Sound too, can play a role in our mood and outlook. Imagine sitting in your favorite spot with the most soothing sound you can imagine; perhaps water sounds, ocean waves or babbling brook. Now imagine sitting in that same spot and the sounds of traffic and sirens are all that you hear. At the onset of a grating sound there is commonly a physical response of tension and possibly a low-level anxiety. That tension can grow if the sound invasion goes unabated and suddenly you realize you cannot hear yourself think.
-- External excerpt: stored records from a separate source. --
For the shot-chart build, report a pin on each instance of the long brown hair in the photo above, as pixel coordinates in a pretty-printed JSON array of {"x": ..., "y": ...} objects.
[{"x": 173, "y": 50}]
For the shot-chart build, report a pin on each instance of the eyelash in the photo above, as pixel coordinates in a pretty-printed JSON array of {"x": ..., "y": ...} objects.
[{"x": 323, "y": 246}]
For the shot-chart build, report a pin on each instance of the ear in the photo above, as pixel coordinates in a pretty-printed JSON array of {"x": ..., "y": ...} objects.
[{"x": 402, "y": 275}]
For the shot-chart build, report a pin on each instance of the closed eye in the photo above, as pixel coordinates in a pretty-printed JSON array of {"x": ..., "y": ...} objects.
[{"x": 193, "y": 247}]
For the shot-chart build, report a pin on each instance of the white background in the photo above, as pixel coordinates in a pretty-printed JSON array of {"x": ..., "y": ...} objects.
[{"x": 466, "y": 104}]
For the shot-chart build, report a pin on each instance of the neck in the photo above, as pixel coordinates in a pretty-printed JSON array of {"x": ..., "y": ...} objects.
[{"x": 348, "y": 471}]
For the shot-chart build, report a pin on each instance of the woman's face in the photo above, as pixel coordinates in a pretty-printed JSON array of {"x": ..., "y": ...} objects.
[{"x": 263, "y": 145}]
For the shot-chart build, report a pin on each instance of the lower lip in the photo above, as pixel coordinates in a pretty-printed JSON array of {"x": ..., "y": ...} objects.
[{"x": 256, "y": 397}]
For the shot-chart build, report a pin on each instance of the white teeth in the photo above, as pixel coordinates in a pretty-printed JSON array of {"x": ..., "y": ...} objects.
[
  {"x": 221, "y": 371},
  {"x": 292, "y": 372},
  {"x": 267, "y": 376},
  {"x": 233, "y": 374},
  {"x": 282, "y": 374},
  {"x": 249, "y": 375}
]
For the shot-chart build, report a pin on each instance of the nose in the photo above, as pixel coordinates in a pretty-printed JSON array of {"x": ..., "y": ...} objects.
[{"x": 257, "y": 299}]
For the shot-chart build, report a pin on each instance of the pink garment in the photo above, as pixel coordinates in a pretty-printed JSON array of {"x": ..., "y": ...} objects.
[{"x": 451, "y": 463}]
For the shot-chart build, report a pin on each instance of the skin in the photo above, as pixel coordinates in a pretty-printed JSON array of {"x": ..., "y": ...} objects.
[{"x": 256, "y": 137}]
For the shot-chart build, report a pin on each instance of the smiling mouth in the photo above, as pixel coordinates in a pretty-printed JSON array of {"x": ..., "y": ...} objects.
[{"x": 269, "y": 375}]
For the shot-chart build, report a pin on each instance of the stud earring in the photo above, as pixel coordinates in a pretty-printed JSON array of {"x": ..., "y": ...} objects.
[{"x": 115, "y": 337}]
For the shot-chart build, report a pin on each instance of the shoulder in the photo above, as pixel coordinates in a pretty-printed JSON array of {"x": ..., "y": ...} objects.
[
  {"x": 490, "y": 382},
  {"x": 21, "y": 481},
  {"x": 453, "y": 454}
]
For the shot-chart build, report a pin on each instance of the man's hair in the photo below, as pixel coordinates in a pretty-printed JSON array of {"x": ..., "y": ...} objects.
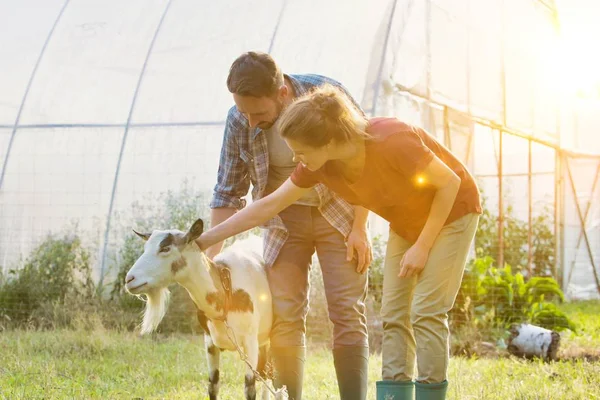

Surrounding ourselves with pleasant sounds is not always practical, but we do have some ways in which we can alter the sound environment. In addition to adding a sound source with strains pleasing to the ear, we can focus on the sound we add to the song of life. Listen to your voice; is it well modulated and pleasing to the listener? Do you have a smile in your voice and kindness in your tone? You can share your own brand of happiness through the timbre of your spoken words. Moving quietly can also express calm and a sense of peace. Do you make a point of walking down a hallway with open doors lightly, or do you make your presence known with a firm step. Remind yourself that the sounds you create in your movement may impact those around you and possibly add tension when it is not necessary to do so.
Paying attention to the sound, to silence, and our physical and emotional response to them is part of the mindfulness that allows us to find more happiness in our days and to share our happiness in subtle ways.